There were two episodes among the situations I have outlined, where I had to carefully consider my options. Twice, the option of euthanasia presented its potent availability, and twice I was brought to my knees trying to evaluate whether we should use it. Of course I wasn’t alone in all of this; I had the good ol’ “opinions of others” to listen to. I was advised to be pragmatic, to think about the money. True, we had just returned from eight months in Europe and had very little funding to support us. We are expecting our second child. We have several large debts which involve property. We need to buy  a car. Outright, I was called a fool for being willing to spend so much to save my dogs. Some voices carried an unmistakable tone of contempt, evident both on the phone, via text and face to face. I felt judged, the wrath of being an adult and the task of decision making weighing heavily on my already broken heart. At this point, some words felt like burning bits of coal, blown by the hot summer wind and coming to rest on what remained of a tarnished landscape.

Among this experience, I learned a little bit more about “values.” There will always come a time when the underlying values that reinforce your life-story are challenged. And there will always come a time when those same values collide head on with somebody close to you. What I have learnt is that acceptance of seemingly incompatible values, particularly when a meaningful topic surfaces, is actually the first step to tightening a bond between people. What must be remembered is that first, if one (or both) people feel strongly (evidenced by simply ruminating on a topic) about certain subject matter, someone has to establish dialogue on it. Going into it, each person has to remember that they need to bring something to the pool of meaning – nobody should be going in to simply prove their point. Because when its a persons values that foot the dispute, all we can do is try to understand one another. Those pillars are the foundations of every decision we make, and mis-alignment of those pillars can lead to destruction. I saw a clash of values in the flesh, and I had to first move away before I could come to grips with it. In the future I am hoping to be able to used this experience positively, so that in dealing with comparable situations, I will be better.

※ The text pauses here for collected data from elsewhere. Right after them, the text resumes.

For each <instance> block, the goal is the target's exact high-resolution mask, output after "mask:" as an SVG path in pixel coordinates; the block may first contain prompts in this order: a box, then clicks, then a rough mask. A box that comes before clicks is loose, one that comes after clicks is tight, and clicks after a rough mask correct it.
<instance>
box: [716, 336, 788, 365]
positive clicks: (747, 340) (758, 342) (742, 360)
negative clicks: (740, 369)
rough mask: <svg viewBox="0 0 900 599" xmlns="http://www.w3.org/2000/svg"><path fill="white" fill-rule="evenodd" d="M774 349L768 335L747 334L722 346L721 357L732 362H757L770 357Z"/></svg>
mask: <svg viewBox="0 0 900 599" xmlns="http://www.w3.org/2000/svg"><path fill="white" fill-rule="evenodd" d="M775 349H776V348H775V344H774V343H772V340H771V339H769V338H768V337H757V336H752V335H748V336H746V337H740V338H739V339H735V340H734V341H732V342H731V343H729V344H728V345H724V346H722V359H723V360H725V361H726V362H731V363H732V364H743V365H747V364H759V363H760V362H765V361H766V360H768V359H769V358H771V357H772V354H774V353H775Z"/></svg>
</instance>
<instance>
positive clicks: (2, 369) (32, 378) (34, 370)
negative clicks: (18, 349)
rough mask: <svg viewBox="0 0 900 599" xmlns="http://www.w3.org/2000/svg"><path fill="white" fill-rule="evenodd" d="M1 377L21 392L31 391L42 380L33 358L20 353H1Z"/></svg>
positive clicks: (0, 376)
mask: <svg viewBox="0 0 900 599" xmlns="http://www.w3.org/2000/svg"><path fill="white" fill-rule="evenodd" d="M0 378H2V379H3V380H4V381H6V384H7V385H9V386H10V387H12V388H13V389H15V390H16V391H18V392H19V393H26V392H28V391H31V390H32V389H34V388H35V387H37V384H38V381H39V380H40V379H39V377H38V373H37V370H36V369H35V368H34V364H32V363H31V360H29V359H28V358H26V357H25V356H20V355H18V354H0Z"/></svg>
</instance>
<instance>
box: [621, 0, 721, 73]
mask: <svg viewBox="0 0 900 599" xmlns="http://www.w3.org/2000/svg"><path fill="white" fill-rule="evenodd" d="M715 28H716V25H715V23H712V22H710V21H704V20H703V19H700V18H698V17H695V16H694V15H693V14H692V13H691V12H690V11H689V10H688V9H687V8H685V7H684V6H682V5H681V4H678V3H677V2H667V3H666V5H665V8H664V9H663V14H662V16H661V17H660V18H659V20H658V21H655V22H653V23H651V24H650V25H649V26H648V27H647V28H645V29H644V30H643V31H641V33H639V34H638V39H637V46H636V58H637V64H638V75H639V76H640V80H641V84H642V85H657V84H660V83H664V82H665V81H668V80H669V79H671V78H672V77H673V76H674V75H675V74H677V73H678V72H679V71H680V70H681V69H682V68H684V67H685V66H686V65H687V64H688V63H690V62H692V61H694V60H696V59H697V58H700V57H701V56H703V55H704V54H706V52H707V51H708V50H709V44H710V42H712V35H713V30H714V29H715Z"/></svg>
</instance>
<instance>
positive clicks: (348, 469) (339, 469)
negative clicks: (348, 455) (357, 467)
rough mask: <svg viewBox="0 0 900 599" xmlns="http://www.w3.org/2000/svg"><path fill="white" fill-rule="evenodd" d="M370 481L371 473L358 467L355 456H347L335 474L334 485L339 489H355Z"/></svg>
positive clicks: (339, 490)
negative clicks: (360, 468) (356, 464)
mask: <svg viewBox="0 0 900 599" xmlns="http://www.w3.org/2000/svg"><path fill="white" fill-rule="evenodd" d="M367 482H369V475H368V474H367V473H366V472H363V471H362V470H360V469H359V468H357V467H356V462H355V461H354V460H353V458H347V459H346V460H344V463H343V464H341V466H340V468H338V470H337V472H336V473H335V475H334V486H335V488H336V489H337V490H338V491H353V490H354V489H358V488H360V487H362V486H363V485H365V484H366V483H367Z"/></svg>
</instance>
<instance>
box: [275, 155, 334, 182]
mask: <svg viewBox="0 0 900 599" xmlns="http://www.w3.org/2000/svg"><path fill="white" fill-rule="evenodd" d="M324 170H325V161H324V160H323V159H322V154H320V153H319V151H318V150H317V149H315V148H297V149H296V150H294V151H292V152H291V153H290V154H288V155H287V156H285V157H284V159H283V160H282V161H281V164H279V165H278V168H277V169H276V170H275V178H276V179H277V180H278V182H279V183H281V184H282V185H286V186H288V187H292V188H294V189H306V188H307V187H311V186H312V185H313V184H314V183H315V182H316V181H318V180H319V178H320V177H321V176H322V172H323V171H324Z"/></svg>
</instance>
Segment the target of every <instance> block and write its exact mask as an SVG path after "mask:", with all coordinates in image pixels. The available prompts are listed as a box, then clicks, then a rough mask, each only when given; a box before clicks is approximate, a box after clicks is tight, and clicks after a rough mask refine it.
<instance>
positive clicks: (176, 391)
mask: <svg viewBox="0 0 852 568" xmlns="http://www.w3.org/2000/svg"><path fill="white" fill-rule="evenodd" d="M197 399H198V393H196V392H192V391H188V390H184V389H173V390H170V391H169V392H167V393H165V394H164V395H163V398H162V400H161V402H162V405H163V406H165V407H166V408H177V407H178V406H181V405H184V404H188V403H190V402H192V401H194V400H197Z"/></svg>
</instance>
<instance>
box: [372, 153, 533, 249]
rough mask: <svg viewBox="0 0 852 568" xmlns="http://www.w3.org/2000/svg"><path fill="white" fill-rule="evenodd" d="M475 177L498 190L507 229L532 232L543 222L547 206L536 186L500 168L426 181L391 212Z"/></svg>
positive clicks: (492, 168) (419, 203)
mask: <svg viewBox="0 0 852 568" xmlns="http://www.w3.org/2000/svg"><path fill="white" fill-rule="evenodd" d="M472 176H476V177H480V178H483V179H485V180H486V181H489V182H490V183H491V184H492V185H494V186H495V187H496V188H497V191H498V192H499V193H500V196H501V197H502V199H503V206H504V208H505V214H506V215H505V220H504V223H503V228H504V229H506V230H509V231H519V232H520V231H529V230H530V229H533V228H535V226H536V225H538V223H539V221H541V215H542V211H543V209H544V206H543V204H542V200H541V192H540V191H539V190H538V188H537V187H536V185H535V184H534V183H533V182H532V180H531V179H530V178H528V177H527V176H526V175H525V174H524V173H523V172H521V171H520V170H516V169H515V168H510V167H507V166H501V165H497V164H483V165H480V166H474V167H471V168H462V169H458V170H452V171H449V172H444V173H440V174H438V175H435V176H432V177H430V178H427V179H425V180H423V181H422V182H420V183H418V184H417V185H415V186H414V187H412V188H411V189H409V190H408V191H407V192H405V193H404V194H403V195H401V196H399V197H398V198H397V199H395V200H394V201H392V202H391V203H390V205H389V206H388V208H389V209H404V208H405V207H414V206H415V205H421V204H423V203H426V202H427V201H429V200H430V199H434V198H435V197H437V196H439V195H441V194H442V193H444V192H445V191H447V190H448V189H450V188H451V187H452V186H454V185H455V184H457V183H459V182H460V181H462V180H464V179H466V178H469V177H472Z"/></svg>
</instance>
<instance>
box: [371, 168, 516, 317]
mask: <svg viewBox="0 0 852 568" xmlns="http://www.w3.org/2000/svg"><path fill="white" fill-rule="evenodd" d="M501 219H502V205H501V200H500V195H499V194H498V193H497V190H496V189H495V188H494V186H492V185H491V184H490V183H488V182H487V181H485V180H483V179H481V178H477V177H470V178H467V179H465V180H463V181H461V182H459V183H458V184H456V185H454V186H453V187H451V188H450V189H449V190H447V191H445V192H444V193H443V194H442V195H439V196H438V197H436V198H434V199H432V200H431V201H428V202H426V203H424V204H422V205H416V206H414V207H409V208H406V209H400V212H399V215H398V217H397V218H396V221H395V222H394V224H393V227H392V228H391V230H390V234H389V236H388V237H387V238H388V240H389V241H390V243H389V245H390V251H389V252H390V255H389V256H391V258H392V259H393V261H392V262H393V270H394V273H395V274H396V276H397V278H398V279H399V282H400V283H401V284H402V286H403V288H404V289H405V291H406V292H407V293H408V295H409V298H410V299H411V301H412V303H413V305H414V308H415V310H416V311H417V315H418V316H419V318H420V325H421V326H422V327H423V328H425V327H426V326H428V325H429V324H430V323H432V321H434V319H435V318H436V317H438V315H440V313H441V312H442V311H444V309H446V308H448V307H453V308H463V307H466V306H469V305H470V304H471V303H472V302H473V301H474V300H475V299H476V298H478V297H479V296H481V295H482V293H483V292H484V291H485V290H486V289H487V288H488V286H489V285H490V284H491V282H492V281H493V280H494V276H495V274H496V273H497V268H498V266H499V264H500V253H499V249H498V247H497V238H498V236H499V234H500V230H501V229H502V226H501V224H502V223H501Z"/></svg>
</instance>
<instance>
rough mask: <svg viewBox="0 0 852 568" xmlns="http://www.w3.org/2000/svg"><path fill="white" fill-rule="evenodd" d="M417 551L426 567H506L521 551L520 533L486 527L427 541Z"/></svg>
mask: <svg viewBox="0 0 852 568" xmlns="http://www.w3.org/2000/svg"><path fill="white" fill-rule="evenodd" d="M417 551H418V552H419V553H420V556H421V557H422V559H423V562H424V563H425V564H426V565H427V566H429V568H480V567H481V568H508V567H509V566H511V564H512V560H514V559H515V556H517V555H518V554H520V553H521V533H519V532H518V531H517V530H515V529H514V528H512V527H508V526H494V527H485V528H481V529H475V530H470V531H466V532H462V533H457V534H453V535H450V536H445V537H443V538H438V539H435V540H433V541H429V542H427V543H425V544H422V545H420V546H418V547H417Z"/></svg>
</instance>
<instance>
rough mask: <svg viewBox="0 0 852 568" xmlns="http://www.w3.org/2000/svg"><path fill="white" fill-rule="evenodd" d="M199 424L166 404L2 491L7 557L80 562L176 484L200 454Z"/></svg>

Finally, it would be remiss of me to mention how extremely lucky we are to have had the help we did, in dealing with all of this. As you can probably imagine, being on one side of  Australia whilst all of this was happening on the other side was not easy. We have been fortunate enough to have people who adore our dogs as much as we do, to help make decisions when things were looking really bad and to provide financial assistance at the exact time that it was truly required. These caring and compassionate people have taken time out of their normal lives to drive our little bunnies to and from veterinary appointments, and I think the biggest task of all, for being the carers for each of their recoveries. With a patient that has undergone a spinal surgery, can’t walk and needs 24 hour crate rest, this is particularly burdensome. “Thank you” doesn’t quite cut it for all of this, but I know that somehow we will show our gratitude when the time is right.

With the help of our community network, we raised about $3500 to support the cost of Bangers’ procedures. I cannot express how grateful we are to everybody that donated – either their time, in checking up on either myself or Shane with consoling words, or through the action of giving. If I had been alone in all of this, things may have been very different. So for everything… THANK YOU.